JEOL USA Press Releases

JEOL USA Press Releases


JEOL USA Press Releases

Shaping the Scientists of Tomorrow

“Shaping the technology of tomorrow” is the maxim of the College of Engineering at the University of Texas San Antonio, but shaping the scientists and engineers of the future is the mission of the college’s interactive Technology Experience Center (iTEC).

A unique learning center that integrates technology with fun to captivate the interest of young children, iTEC is holding a series of open houses this fall for students ranging from kindergarten to high school age. For most, if not all, attending the open house at iTEC gave them their first encounter with an electron microscope, and the opportunity to operate it and look at things that interested them.

“The kids have brought in samples ranging from paper soaked in sugar water to garnets personally mined by the student to snake skin and tarantula silk from one of the students’ own pets!” Pam Colby, iTEC Program Manager, reports. The response to the open house series has been overwhelming.
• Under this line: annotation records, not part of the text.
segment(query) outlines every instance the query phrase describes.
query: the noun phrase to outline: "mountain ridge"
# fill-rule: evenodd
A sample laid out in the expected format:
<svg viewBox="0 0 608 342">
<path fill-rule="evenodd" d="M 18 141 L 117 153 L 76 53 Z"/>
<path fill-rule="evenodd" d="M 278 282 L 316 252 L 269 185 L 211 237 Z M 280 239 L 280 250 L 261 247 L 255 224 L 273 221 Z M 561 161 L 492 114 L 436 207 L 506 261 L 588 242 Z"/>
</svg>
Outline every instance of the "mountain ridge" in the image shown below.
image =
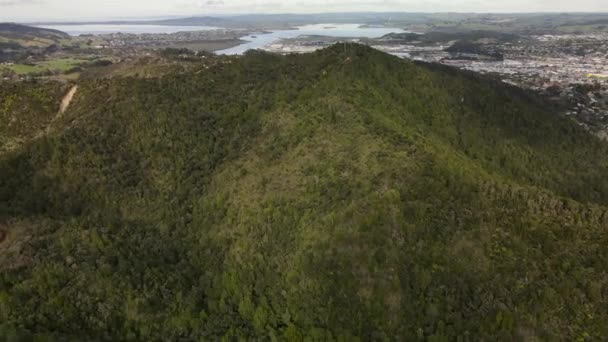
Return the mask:
<svg viewBox="0 0 608 342">
<path fill-rule="evenodd" d="M 605 336 L 605 143 L 523 90 L 356 44 L 217 58 L 83 80 L 2 154 L 7 241 L 30 236 L 0 250 L 5 331 Z"/>
</svg>

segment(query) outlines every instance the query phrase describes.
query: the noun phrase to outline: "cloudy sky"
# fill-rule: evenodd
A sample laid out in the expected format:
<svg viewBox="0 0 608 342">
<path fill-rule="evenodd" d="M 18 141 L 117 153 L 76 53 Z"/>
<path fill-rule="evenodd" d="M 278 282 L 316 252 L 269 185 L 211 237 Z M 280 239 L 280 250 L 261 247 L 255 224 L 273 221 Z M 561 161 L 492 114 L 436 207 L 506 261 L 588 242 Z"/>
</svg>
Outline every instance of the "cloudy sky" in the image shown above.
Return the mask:
<svg viewBox="0 0 608 342">
<path fill-rule="evenodd" d="M 608 0 L 0 0 L 0 21 L 354 11 L 608 12 Z"/>
</svg>

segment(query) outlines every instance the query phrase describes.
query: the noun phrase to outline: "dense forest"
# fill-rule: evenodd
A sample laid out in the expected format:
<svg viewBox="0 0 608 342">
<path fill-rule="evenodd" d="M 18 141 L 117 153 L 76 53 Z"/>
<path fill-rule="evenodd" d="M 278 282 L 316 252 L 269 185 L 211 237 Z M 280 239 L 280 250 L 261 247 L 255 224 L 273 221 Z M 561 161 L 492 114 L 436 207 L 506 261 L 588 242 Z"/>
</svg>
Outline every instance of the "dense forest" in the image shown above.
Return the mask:
<svg viewBox="0 0 608 342">
<path fill-rule="evenodd" d="M 214 58 L 0 85 L 0 339 L 608 336 L 607 144 L 361 45 Z"/>
</svg>

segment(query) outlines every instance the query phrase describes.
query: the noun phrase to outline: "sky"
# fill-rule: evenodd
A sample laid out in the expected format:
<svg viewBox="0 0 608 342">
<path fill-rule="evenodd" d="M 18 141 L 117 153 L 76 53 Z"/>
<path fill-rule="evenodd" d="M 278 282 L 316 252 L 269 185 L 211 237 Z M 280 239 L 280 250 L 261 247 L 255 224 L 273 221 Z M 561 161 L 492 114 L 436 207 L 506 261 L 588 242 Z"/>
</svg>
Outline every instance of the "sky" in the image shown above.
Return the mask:
<svg viewBox="0 0 608 342">
<path fill-rule="evenodd" d="M 359 11 L 608 12 L 608 0 L 0 0 L 0 22 Z"/>
</svg>

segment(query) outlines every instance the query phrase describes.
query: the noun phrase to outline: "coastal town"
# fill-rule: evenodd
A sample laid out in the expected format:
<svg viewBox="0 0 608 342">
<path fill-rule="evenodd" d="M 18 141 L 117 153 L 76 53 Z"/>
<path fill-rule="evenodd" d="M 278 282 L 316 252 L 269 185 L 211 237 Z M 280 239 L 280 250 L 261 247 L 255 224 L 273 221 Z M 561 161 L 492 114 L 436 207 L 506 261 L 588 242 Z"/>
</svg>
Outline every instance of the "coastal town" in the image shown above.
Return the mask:
<svg viewBox="0 0 608 342">
<path fill-rule="evenodd" d="M 513 37 L 470 41 L 475 51 L 450 51 L 457 39 L 429 42 L 420 34 L 379 39 L 298 37 L 265 47 L 275 53 L 305 53 L 341 41 L 366 43 L 401 58 L 440 63 L 499 77 L 539 92 L 566 108 L 581 125 L 608 137 L 608 33 Z M 466 39 L 466 38 L 465 38 Z M 491 51 L 492 53 L 487 53 Z"/>
<path fill-rule="evenodd" d="M 361 25 L 364 27 L 369 25 Z M 294 30 L 297 31 L 290 29 Z M 406 30 L 370 38 L 357 37 L 359 31 L 355 30 L 352 37 L 290 33 L 288 38 L 276 35 L 270 39 L 275 33 L 257 28 L 218 28 L 175 33 L 80 34 L 68 38 L 52 32 L 52 40 L 46 45 L 35 44 L 26 49 L 7 43 L 0 46 L 0 81 L 37 77 L 70 80 L 89 67 L 159 56 L 166 49 L 220 54 L 236 49 L 243 53 L 241 46 L 259 40 L 263 43 L 253 48 L 291 54 L 312 52 L 339 42 L 357 42 L 404 59 L 487 74 L 535 91 L 559 103 L 564 108 L 561 114 L 608 137 L 608 32 Z"/>
</svg>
The six-hour event is well-orchestrated to involve the students, teachers, and parents in hands-on learning about a variety of scientific topics ranging from robotics to geology, and the electron microscope is a popular part of the tour.

UTSA recently installed a JEOL “CarryScope” portable SEM that is not only easy to operate, but is easy to relocate from one lab to another, as needed, which is exactly what iTEC will do when it moves from the College of Engineering space to new, dedicated facility in February ‘09. Its size and accessibility made it highly appealing for the children, who Pam Colby guided as they placed their samples on the stage and operated the SEM themselves. They even had instructions in using EDS for further analysis, and some used the metrology feature of the SEM to make measurements.
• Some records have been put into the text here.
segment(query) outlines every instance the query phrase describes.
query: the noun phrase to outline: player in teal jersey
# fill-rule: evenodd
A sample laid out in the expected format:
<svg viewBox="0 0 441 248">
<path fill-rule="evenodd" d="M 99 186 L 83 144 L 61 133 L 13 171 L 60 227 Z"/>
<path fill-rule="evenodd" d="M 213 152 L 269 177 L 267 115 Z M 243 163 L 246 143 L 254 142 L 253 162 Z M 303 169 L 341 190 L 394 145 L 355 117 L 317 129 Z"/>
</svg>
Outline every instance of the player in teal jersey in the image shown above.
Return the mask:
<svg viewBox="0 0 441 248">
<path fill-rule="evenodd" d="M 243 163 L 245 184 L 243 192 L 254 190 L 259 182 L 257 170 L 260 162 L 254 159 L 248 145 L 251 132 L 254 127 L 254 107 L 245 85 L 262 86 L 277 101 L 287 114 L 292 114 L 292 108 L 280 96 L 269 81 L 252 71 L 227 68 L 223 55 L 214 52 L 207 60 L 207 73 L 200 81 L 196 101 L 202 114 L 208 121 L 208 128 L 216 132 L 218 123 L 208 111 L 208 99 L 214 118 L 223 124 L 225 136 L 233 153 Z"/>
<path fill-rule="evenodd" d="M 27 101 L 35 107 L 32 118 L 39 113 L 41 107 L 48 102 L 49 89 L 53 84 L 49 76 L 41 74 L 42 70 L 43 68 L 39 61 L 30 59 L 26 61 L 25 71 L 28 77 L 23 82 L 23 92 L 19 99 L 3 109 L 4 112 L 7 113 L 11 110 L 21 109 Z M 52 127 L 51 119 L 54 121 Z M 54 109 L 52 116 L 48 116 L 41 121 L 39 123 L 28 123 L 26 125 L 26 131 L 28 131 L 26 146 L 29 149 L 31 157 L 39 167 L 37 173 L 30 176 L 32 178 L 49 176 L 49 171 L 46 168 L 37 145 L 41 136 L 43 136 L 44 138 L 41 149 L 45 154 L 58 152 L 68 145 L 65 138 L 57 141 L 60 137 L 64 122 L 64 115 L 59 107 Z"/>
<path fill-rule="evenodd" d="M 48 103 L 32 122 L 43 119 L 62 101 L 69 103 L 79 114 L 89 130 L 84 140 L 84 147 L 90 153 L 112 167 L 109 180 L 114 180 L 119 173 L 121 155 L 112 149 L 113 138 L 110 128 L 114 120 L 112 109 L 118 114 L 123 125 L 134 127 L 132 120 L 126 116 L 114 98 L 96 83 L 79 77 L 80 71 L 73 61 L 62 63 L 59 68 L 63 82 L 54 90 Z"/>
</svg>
“Awesome!” was the response from most of the students. “I think it’s great because it’s one thing to read it in a book and hear other people talk about it, but it’s something entirely different to see it with your own eyes, touch it and get a better understanding,” said a 17-year-old high school student.

The iTEC program is funded by AT&T. By helping to educate students in San Antonio and beyond, and by providing specific activities and tutorials for teachers’ and home school lesson plans, the company will help develop future scientists and engineers in the area. Colby anticipates that nearly 400 students will have attended the four open houses that conclude at the end of October. The program has drawn students from as far as 200 miles away.
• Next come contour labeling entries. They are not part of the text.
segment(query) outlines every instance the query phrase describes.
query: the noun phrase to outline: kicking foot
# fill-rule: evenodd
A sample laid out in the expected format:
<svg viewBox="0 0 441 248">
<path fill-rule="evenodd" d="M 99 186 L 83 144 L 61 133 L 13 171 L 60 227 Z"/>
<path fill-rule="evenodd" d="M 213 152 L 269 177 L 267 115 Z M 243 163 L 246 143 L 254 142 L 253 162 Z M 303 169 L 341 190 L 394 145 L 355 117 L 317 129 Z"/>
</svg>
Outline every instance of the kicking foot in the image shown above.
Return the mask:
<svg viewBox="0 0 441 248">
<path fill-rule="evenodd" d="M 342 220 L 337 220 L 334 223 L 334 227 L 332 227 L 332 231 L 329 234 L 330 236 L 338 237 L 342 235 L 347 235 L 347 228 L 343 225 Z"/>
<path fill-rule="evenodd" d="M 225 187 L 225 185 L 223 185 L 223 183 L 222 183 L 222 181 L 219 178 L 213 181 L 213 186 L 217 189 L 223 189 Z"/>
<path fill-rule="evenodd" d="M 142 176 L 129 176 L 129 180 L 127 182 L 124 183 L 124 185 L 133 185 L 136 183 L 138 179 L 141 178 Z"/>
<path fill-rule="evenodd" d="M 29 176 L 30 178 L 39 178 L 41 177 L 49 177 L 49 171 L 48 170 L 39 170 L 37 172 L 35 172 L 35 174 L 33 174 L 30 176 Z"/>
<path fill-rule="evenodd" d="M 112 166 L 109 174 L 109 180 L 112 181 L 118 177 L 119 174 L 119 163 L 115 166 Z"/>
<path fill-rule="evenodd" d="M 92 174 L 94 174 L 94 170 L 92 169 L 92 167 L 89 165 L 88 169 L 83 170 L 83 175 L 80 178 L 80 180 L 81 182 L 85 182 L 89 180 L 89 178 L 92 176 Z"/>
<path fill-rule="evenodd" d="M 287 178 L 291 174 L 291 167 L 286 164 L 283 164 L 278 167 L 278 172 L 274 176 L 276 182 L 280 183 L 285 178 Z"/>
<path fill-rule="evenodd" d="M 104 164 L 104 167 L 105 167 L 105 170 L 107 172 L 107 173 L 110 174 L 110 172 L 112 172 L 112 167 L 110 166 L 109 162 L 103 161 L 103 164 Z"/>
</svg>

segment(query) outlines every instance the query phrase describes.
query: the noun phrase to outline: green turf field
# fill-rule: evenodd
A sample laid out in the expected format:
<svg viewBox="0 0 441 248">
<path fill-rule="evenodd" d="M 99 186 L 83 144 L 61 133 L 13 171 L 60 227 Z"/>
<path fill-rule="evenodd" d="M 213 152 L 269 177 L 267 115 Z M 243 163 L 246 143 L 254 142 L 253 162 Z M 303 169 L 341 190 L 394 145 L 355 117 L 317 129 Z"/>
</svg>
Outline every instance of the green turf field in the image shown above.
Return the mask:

Colby joined the staff in February 2008 after retiring from the Navy, where she was a curriculum developer, and says that key to this program is the technical support of UTSA professors and department heads, including the Dept. of Physics and Astronomy, Geological Sciences, and Biomedical Engineering. Colby is also a student herself, in the Biomedical PhD. Program at UTSA, but much of her time is spent developing the curriculum for the iTEC program.

“All of our projects are accessible through the web,” she says, and a visit to the center is just a taste of what will continue to be offered to teachers, students, and parents who are home schooling their children. But it’s the hands on experience at the iTEC events that helps children learn from doing. “They walk away with the experience of having actually done something – it’s not vapor to them. These are kids that normally would not be interested in science.”